US Congress war spend busts $1 trillion mark

Friday 30 July 2010
Two Afghan children look on as a US marine walks past a patrol in Helmand

Two Afghan children look on as a US marine walks past a patrol in Helmand

US President Barack Obama has approved legislation to pay for his Afghanistan surge on the same day that three more US soldiers died in blasts in Helmand.

Congress passed the $59 billion (£38bn) Bill on Tuesday after Republicans stripped it of cash for domestic stimulus programmes.

The new war spending pushes the total Congress has allotted for the wars in Iraq and Afghanistan beyond $1 trillion (£640bn).

Mr Obama had called for a swift passage of the Bill - which includes more than $33.5bn (£22bn) for the additional 30,000 troops in Afghanistan - and to pay for other Pentagon "operational expenses."

The signing took place just days after the unauthorised release of thousands of classified documents about the war that revealed the gulf between Western war propaganda and the brutal reality on the ground.The leak has intensified public debate over the increasingly bloody conflict.

The three US soldiers who died on Thursday brought the death toll this month to at least 63 and surpassed the previous month's record as the deadliest for US forces in the war, now in its ninth year.

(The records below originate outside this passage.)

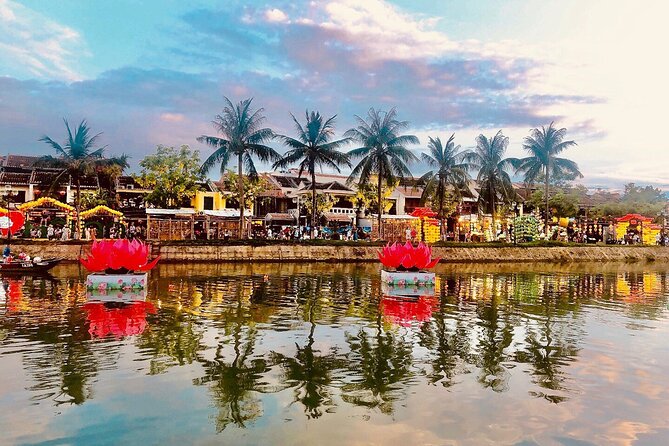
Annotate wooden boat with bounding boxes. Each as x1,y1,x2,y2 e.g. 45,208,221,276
0,258,62,274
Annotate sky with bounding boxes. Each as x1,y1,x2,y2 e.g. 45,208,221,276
1,0,667,190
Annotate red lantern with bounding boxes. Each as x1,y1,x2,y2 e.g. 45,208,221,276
0,211,26,236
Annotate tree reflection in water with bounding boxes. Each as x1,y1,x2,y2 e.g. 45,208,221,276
417,277,473,387
3,263,669,436
342,313,415,415
272,287,347,419
193,283,273,432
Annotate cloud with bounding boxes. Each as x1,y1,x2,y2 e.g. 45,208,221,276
2,0,666,187
0,0,87,81
264,8,289,23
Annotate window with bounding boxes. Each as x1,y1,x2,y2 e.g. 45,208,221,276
204,196,214,210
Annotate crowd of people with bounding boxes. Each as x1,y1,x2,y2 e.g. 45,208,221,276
254,225,371,241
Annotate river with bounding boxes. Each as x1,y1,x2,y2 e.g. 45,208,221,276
1,262,668,445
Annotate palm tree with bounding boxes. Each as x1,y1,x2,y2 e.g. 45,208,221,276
39,119,128,236
420,134,472,238
465,130,517,237
515,122,581,234
345,108,419,239
198,97,280,238
273,111,351,232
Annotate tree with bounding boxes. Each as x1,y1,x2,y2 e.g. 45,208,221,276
273,111,351,231
622,183,666,203
347,177,398,215
38,119,128,236
515,122,581,234
80,189,115,210
302,193,337,219
222,170,271,212
198,97,280,238
420,135,472,237
135,145,203,208
345,108,419,239
465,130,517,234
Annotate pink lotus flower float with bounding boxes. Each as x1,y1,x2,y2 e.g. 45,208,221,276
81,239,159,294
378,241,440,271
80,239,159,273
379,242,439,296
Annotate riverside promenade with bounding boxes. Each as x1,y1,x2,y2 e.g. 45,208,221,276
8,240,669,263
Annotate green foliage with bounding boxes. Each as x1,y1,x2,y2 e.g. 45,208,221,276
38,118,128,213
273,110,351,224
528,189,580,218
136,145,204,208
515,122,580,232
222,170,271,211
464,130,517,215
198,97,280,236
346,108,418,232
80,189,116,210
303,194,337,218
347,177,398,213
420,134,472,219
622,183,665,203
589,183,666,218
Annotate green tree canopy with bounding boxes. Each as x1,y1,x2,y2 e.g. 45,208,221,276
273,110,351,229
515,122,581,233
222,170,271,212
420,134,472,230
198,97,280,237
465,130,517,230
346,107,419,238
38,119,128,234
135,145,204,209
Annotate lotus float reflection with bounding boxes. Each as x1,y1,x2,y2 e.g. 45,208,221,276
381,295,438,326
83,293,156,338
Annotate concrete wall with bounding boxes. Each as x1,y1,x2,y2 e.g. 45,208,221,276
9,240,669,263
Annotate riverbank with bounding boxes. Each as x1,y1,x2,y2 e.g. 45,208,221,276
7,239,669,263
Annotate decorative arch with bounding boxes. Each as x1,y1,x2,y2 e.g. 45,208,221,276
17,197,76,213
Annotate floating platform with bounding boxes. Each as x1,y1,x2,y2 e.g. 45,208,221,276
86,272,148,294
381,270,435,297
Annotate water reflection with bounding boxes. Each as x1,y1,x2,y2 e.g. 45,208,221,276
1,262,669,444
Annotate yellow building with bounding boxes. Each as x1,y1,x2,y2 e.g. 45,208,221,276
191,190,229,212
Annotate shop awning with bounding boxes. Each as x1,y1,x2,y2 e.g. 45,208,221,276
146,208,195,216
203,209,247,218
265,213,295,223
323,212,353,223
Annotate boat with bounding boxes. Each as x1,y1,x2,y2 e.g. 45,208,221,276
0,258,62,274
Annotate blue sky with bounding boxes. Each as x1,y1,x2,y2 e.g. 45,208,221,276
1,0,667,189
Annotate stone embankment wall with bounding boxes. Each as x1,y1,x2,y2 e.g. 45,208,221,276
9,240,669,263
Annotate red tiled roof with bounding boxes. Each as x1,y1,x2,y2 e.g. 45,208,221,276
3,154,41,168
0,171,32,186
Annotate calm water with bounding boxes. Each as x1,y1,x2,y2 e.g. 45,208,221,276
1,262,669,445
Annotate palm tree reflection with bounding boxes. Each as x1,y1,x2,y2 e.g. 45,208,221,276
342,314,414,415
272,290,347,419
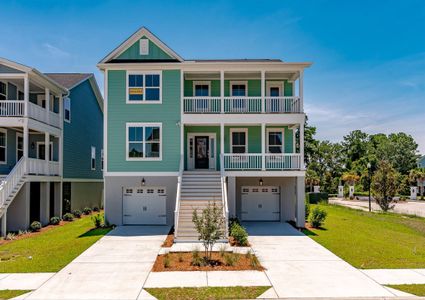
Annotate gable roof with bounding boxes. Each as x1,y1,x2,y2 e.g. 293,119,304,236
99,27,184,64
45,73,104,112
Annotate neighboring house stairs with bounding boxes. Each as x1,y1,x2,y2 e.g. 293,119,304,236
175,171,228,242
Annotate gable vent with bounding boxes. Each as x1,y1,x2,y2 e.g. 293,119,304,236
139,39,149,55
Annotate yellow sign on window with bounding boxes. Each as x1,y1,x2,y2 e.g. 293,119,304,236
129,87,143,95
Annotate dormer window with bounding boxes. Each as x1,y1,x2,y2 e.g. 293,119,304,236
139,39,149,55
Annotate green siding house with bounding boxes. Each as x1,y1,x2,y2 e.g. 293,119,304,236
99,27,311,241
0,58,103,234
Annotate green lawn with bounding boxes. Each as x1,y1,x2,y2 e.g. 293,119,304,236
145,287,270,300
387,284,425,296
0,215,111,273
0,290,31,299
303,204,425,269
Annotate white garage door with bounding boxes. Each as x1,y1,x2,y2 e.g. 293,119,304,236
123,187,167,225
241,186,280,221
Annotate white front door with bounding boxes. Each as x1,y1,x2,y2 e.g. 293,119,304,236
123,187,167,225
187,133,216,170
241,186,280,221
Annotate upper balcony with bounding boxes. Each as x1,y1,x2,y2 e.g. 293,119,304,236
182,70,304,115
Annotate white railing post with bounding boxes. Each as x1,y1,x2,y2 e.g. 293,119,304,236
220,70,224,113
23,126,28,174
261,123,266,170
261,70,265,113
299,70,304,113
44,132,49,175
300,124,305,170
45,88,50,125
24,74,29,117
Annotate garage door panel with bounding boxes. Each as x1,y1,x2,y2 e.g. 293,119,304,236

The violence continued unabated on Friday across the country as British and Afghan troops launched a new offensive in the Sayedebad area of Helmand to try to flush out or kill guerillas who have been attacking Nato and Afghan troops holed up in nearby Nad Ali and Marjah.

Nato has failed to solidify control of Marjah since 15,000 of its troops stormed into the agricultural community five months ago.

And, in Kabul, crowds threw stones and set fire to a jeep which was involved in a traffic accident in which two Afghan civilians were killed and two injured. The drivers, who fled the scene, were apparently Westerners.

Elsewhere, four Afghan civilians were killed and three injured when their vehicle was hit by a roadside bomb in Zabul province.

In Kandahar a candidate in September's parliamentary election escaped assassination when a bomb planted on a motorcycle exploded.

The Interior Ministry said a woman and a child were killed and another child was wounded in the blast.